3. Other people can appeal to my conscience, as Paul does Romans 13:5 when he tells believers that they must submit to the powers that be, not only because they may be punished but also “for the sake of conscience”.
4. God can appeal to my conscience. Luke 12:57 and Isaiah 5:3, 4 are examples. God, referring to Israel as a vineyard, says “And now, O inhabitants of Jerusalem and men of Judah, judge between me and my vineyard. What more was there to do for my vineyard, that I have not done in it? When I looked for it to yield grapes, why did it yield wild grapes?”

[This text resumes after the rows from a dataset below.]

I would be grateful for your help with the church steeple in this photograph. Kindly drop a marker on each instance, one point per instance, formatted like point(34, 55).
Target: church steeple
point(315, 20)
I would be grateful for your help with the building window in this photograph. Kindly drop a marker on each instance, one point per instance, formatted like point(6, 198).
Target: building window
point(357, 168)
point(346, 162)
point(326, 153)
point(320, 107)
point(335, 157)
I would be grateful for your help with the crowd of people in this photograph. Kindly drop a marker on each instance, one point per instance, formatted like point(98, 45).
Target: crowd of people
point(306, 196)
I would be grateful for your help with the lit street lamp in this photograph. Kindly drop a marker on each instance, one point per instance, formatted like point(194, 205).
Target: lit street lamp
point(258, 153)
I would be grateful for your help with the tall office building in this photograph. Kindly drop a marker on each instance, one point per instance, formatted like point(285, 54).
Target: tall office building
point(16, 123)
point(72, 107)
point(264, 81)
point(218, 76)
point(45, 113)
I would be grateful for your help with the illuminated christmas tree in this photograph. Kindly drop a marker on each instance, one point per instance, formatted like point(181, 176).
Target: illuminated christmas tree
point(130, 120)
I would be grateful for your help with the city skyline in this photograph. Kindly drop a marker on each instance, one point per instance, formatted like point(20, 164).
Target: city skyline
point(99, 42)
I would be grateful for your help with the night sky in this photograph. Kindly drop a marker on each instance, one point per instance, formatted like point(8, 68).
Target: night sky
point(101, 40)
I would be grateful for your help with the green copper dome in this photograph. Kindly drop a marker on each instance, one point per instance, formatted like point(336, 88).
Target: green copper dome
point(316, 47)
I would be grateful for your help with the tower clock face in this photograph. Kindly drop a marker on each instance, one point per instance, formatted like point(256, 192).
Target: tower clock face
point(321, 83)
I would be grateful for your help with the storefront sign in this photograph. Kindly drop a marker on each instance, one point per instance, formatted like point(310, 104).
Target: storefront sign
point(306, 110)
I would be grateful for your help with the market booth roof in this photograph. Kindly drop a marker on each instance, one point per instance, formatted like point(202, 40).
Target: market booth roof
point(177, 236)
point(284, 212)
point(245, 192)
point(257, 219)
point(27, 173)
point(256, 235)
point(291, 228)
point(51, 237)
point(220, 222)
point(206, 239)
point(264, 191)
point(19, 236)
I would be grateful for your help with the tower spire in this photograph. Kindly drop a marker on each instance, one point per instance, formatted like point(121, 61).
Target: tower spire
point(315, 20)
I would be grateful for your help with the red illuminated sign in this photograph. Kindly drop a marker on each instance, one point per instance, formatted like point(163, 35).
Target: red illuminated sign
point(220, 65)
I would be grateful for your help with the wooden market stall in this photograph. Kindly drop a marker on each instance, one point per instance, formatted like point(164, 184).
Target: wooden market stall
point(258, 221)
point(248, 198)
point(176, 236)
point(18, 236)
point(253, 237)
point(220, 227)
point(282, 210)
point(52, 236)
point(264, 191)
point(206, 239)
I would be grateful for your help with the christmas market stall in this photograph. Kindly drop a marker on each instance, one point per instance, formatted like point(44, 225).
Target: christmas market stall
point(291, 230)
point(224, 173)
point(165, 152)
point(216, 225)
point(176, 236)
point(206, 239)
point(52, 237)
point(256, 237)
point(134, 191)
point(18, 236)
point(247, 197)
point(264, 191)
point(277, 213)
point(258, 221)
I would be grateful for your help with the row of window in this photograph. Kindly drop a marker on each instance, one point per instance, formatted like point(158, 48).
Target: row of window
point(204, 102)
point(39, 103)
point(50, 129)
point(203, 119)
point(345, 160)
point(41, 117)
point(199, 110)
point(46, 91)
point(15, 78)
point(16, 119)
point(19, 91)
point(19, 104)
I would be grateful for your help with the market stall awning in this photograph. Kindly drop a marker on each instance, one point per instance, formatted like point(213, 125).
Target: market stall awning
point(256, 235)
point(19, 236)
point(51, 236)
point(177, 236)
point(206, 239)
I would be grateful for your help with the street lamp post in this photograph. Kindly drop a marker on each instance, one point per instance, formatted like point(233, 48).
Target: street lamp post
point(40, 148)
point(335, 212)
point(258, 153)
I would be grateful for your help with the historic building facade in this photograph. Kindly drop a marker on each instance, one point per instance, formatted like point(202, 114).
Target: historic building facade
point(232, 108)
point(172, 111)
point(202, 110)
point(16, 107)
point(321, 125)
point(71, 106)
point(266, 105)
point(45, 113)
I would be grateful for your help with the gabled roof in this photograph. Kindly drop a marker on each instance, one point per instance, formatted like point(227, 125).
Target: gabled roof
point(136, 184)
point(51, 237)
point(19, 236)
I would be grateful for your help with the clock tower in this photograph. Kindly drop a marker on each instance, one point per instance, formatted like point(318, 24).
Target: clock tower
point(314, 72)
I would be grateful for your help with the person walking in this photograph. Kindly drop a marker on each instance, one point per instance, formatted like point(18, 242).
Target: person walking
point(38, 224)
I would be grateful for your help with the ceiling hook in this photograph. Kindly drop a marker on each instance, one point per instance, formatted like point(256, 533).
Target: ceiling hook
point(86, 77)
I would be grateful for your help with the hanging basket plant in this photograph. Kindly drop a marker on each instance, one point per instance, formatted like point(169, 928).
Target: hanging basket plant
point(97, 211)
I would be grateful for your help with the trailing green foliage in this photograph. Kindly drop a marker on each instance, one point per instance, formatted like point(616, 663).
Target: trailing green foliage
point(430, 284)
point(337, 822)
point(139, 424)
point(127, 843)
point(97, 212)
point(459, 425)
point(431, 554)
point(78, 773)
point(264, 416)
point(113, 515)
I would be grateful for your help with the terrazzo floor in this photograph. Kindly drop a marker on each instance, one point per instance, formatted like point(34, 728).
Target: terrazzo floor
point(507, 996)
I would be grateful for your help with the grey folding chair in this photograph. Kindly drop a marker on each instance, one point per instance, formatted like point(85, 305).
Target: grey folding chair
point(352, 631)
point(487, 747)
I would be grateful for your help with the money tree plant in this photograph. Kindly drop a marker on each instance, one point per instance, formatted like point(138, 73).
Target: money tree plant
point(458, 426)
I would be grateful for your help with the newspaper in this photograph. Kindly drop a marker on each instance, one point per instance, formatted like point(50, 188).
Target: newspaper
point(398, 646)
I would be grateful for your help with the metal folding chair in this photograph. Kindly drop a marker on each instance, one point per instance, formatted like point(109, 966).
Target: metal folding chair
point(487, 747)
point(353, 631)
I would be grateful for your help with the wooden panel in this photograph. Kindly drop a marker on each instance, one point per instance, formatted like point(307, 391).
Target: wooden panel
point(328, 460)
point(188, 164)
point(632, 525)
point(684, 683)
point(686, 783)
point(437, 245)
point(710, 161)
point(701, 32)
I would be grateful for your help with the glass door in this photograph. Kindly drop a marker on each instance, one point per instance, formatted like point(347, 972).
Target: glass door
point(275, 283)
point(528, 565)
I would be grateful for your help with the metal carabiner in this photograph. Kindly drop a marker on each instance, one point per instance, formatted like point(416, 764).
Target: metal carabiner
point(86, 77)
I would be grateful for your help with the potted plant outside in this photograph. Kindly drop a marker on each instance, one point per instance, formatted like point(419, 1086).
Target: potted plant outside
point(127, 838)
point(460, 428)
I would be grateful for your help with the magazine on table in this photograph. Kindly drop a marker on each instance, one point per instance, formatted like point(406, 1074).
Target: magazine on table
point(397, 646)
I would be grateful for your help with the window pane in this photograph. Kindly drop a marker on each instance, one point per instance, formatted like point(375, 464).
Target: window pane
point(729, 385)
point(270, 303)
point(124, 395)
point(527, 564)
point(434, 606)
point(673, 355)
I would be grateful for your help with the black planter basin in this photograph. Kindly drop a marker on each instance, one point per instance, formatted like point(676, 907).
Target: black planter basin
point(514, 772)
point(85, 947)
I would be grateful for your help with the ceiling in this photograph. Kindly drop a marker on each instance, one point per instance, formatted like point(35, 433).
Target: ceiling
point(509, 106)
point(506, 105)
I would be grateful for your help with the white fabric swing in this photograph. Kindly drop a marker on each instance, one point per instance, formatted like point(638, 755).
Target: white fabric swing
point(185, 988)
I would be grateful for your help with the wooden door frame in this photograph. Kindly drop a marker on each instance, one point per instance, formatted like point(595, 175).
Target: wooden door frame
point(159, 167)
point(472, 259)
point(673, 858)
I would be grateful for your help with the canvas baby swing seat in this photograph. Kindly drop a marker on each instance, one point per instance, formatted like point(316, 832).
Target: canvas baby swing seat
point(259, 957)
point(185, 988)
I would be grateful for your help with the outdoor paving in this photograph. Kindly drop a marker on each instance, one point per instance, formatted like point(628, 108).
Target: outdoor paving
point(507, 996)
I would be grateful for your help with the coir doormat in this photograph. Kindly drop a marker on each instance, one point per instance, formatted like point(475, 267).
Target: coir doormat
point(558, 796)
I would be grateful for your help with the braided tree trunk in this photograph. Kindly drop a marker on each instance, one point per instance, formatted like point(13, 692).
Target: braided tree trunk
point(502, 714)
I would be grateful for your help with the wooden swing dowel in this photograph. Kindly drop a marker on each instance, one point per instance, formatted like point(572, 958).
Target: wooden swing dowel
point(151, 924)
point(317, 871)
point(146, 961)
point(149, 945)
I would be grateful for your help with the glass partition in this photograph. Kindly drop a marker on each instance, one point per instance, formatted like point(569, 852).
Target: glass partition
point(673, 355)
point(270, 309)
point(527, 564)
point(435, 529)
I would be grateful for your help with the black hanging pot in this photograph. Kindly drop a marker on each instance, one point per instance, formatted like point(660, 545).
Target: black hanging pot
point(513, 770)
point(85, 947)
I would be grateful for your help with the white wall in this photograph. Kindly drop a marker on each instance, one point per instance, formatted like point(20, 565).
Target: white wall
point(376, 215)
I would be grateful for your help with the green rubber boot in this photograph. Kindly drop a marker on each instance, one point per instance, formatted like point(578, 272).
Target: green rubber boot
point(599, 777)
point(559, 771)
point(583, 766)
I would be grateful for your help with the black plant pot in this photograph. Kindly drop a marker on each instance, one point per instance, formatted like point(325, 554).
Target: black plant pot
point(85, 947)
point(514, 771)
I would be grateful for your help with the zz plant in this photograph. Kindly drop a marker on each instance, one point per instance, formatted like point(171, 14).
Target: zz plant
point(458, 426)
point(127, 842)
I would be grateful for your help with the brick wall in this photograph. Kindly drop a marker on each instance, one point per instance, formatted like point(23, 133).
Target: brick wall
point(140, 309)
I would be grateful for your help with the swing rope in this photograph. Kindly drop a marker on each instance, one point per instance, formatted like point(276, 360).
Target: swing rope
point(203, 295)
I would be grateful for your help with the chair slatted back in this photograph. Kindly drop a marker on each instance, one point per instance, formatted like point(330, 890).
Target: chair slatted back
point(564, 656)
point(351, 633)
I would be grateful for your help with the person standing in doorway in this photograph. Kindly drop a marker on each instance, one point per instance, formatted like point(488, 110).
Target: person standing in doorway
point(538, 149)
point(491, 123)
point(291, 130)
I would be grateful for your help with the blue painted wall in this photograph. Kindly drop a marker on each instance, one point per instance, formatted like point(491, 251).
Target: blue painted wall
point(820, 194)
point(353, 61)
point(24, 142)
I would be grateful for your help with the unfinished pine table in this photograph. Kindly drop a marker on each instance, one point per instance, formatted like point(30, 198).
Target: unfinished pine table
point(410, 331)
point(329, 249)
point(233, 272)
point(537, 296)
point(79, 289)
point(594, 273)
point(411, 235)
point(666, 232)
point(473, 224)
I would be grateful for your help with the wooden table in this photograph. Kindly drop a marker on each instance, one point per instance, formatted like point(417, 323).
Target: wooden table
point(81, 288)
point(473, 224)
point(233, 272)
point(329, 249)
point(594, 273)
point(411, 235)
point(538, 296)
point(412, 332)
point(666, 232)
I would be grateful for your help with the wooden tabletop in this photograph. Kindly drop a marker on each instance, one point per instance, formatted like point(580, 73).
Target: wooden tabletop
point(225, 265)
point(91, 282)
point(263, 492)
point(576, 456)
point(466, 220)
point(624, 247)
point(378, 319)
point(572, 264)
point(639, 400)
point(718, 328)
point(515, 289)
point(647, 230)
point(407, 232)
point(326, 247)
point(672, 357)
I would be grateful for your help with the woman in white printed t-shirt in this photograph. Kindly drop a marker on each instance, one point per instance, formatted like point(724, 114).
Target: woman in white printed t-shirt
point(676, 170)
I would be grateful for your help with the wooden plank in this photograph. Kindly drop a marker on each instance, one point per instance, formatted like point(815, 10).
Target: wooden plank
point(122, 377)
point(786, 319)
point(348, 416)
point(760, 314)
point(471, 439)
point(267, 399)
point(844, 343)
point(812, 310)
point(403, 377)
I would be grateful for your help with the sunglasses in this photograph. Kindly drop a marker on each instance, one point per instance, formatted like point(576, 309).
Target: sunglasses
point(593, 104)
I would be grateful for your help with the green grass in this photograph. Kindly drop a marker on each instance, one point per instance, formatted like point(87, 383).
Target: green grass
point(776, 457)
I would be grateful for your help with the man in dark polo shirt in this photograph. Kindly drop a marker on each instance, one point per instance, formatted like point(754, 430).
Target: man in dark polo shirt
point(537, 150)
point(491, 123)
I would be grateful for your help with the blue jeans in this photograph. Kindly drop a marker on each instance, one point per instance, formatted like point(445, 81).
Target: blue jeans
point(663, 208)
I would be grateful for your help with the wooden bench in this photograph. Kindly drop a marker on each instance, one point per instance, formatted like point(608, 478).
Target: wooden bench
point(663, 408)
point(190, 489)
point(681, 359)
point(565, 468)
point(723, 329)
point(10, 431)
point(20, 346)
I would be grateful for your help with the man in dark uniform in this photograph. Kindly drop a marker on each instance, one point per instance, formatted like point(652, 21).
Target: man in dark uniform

5. One does not need a Bible to hear the voice of conscience. Ash notes how Joseph rejected the invitations to her bed extended by Potiphar's wife in Egypt (Genesis 39). Even before the law was given, Joseph knew that adultery was wrong. Another example is the opening chapters of Amos where the surrounding nations are declared guilty not on the basis of the law but accepted morality.
Conclusion
Richard Sibbes says what is conscience, but the soul itself reflecting upon itself? He says it is “the property of the reasonable soul and the excellency of it, that it can return upon itself.” Samuel Rutherford has a catechism that similarly speaks of conscience as “the principal part of the soul”. When we speak of the workings of conscience, then, we are speaking, clearly, of the moral workings of the soul itself.
Despite what rationalists may have us believe, the conscience is not the result of evolution or a mere interiorisation of cultural norms or social mores. The conscience undoubtedly bears witness to the culture and morality around about us but this in no way explains its origin or function.
It is not “the voice of God” as such. Spurgeon once warned that there is no more atrocious mistake made by divines than to tell people conscience is God's representative in the soul.
Having said this, we must say that it is important to listen to its voice for it is what Raymond Opperwall correctly called “the internalised voice of those whose judgement of a person counts with him. It is the inner voice that testifies for the moral authorities that we recognise.”
Conscience is not the voice of God but what A M Rehwinkel calls “man himself speaking as a moral being to himself”. It is God given and cannot be removed. God himself has ordained and fixed it as a monitor within. We do not always like the witness conscience bears. Sometimes we disagree with it. It is important to see, however, that the voice of conscience must not be ignored. We must learn to listen to our soul within.